Василиса прижала ладошки к горящим щекам, опустила глаза.

– Вы меня не слушайте! – взмолилась она. – Я это от злости наболтала, от обиды на Бояринова! Он к сироте относился со всей душой, просто норов у него тяжелый, властный. Он по-иному не может! А я ему вреда не желаю. Грешно гневаться на ближних, когда сам не святой.

Она повернулась к иконам, будто извиняясь за несдержанность. В серебряной лампадке теплился огонек, едва заметный при дневном свете.

– Скажите, вы знали Василия Тарханина? – спросила Астра. – Он жил на Березовой улице, работал реставратором, потом дежурил в музее…

– Слышала краем уха. Не то два, не то три года прошло, как он преставился… Болел сильно, но Бог ему быструю смерть послал. Кажется, угорел в баньке или дровами присыпало… Миша мой лет шесть тому ходил вместе с ним на богомолье в какую-то пустынь. Там старец жил, который от любой хвори травами лечил и убеждением. Миша думал, старец его от пьянства излечит.
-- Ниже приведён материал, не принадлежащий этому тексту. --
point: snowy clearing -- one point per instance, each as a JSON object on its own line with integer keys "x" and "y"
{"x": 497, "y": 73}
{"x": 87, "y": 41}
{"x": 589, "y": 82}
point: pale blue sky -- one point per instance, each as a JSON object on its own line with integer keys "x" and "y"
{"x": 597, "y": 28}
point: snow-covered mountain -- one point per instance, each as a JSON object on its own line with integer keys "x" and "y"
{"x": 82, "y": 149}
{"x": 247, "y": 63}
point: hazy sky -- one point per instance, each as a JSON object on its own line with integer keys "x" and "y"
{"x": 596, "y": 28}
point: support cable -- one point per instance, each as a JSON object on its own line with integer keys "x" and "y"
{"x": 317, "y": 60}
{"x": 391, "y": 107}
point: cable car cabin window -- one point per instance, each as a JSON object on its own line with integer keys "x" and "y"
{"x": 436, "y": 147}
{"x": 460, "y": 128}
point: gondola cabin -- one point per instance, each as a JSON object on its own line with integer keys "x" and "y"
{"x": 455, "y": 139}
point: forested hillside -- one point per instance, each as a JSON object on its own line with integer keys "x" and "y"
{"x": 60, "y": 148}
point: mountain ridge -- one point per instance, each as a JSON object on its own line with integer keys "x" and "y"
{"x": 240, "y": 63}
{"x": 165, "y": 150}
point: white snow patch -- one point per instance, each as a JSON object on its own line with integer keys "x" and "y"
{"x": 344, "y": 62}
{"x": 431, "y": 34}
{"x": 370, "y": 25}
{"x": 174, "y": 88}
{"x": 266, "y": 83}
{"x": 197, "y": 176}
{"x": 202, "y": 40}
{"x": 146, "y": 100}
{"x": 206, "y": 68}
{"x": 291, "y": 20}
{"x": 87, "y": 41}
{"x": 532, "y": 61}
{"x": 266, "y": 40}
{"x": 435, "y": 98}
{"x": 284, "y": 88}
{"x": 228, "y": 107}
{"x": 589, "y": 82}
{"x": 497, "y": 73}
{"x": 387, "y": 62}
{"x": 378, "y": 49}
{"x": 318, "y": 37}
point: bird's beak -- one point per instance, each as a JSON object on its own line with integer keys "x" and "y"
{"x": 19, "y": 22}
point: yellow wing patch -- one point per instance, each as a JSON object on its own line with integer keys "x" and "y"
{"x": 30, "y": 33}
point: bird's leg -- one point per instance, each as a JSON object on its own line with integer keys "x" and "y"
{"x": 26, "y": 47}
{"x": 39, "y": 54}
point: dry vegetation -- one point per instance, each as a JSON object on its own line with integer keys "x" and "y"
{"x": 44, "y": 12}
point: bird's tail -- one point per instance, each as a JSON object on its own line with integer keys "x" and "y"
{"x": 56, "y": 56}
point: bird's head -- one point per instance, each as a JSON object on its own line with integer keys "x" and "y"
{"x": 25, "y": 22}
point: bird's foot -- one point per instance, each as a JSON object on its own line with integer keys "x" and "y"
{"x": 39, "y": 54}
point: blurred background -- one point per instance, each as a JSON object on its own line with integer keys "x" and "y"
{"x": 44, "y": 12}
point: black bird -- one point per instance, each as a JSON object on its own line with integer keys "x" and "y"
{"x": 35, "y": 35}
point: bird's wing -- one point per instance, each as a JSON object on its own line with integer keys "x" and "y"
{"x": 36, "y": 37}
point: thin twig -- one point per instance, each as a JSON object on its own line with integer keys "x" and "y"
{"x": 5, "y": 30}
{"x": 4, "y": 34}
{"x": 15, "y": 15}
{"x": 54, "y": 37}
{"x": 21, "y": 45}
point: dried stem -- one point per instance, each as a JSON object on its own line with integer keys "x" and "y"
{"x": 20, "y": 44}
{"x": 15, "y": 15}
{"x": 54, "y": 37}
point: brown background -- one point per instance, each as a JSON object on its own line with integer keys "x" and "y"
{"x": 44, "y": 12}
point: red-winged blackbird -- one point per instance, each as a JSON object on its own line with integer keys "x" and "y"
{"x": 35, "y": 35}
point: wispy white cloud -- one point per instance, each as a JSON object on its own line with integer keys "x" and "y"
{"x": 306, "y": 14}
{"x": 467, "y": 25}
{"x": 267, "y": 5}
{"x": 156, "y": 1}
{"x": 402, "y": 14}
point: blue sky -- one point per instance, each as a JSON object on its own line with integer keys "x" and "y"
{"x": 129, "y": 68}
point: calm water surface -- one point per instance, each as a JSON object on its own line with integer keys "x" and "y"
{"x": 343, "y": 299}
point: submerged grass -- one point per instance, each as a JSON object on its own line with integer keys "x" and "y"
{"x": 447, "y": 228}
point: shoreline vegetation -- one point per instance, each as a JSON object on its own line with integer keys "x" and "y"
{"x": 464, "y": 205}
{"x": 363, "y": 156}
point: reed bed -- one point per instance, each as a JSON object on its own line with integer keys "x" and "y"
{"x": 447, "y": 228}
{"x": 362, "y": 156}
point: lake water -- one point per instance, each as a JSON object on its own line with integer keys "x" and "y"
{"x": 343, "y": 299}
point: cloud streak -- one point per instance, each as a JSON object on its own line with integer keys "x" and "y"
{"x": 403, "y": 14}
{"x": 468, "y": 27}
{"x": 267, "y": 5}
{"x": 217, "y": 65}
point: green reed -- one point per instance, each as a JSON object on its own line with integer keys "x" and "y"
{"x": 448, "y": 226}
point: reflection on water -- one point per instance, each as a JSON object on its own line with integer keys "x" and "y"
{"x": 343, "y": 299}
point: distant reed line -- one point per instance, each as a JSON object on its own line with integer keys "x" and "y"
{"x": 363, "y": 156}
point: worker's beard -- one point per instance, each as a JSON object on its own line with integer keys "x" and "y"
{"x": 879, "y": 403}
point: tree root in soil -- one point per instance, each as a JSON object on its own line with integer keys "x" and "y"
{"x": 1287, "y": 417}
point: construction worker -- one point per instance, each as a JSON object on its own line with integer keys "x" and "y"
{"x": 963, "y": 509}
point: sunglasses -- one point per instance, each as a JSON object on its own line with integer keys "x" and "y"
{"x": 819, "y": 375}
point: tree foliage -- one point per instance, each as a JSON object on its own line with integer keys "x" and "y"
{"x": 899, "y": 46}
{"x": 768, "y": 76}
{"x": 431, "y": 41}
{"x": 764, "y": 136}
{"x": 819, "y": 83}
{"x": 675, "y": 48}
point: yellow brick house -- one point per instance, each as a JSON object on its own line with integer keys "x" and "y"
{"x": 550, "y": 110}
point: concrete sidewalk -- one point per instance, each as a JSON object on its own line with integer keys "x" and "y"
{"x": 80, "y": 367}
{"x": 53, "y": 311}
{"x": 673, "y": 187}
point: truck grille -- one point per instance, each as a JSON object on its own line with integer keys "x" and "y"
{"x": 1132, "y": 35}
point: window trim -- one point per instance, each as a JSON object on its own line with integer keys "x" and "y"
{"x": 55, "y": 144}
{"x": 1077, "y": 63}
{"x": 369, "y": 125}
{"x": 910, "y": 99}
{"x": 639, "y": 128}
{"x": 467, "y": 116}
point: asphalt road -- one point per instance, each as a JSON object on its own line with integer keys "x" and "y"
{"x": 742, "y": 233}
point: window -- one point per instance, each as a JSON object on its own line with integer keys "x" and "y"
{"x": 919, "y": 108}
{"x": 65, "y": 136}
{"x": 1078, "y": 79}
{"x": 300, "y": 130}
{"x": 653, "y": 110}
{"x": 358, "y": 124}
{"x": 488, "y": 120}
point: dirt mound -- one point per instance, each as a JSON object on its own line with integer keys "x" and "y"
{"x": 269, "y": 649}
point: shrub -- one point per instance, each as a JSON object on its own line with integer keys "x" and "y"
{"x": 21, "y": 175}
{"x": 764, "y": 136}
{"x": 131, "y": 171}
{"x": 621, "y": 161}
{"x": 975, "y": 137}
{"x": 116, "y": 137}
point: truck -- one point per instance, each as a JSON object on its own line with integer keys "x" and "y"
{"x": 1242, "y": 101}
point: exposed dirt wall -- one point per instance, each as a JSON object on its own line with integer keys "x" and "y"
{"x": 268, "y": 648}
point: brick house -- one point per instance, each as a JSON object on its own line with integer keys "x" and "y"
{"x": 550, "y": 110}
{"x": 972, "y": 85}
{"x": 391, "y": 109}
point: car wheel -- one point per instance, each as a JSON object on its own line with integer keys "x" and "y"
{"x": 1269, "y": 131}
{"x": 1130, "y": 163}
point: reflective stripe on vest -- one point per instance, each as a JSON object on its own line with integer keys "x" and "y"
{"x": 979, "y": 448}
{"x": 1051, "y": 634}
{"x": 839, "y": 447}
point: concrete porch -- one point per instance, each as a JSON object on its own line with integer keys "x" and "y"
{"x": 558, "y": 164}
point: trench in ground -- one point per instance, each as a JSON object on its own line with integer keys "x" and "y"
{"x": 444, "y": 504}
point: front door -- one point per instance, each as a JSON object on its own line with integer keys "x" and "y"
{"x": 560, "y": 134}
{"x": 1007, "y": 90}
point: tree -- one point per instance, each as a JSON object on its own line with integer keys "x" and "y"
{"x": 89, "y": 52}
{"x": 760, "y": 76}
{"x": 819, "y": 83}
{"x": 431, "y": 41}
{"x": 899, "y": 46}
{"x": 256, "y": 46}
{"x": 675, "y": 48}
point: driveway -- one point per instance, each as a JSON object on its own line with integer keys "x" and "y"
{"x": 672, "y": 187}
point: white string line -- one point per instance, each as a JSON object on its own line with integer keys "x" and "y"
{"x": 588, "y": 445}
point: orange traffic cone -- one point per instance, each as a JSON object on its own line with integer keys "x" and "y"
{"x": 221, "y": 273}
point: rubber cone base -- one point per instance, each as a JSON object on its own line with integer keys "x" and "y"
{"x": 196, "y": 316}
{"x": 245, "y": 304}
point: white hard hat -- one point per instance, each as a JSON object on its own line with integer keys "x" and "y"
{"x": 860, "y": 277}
Не помогли травы! Так и спился мой благоверный, свалился зимой под чужим забором да и замерз насмерть…

– А Бояринов был знаком с Тарханиным?

Василиса пожала плечами:

– В Суздале почти все друг друга знают. Большая деревня. Только Бояринов жил сам по себе, дружбы ни с кем не водил… Не помню, чтобы он говорил о Василии. Может, в молодости они и были приятелями, а потом разошлись. Тарханин-то постарше будет…

– Спасибо, Василиса, за то, что согласились ответить на наши вопросы, – с признательностью улыбнулась Астра. – Кстати, вы пчел не боитесь?

– Чего их бояться? – удивилась женщина. – Летают себе и летают. Сколько их в огурцах вьется, когда начинается цветение! Они же растения опыляют. Пчела зря никогда не укусит. Если ее не трогать, она тем паче не тронет.

– У Бояринова есть пасека?

– Нет, он мед для ресторана берет у пасечника Аверкия. У него многие берут. С ульями возни много, а Николаю Порфирьевичу некогда пчелами заниматься. У него же бизнес.

– Когда вы работали у Бояринова, не замечали ничего странного, связанного с пчелами?

Василиса задумчиво покачала головой:

– У нас пасеку держать выгодно: мед не залеживается – без него ни сбитня не приготовишь, ни медовухи нашей знаменитой. А что тут может быть странного? Ну, разводят люди пчел: кто для себя, кто для заработка. Жить-то надо!

Она опять взглянула на ходики. Это были старые механические часы с цепью и гирями. Удивительно, что они все еще тикали.

– Нам пора, – поднялась со стула Астра и сделала знак Матвею. – Засиделись мы у вас, Василиса, время заняли. Давайте, мы вам заплатим.

– Я за разговор денег не беру…

– Тогда хоть огурцов купим у вас.

– Это завсегда пожалуйста!

Она проворно сбегала в кухню, насыпала огурчиков в пакет и принесла гостям. Матвей щедро расплатился, сдачи не взял. Василиса проводила их до калитки.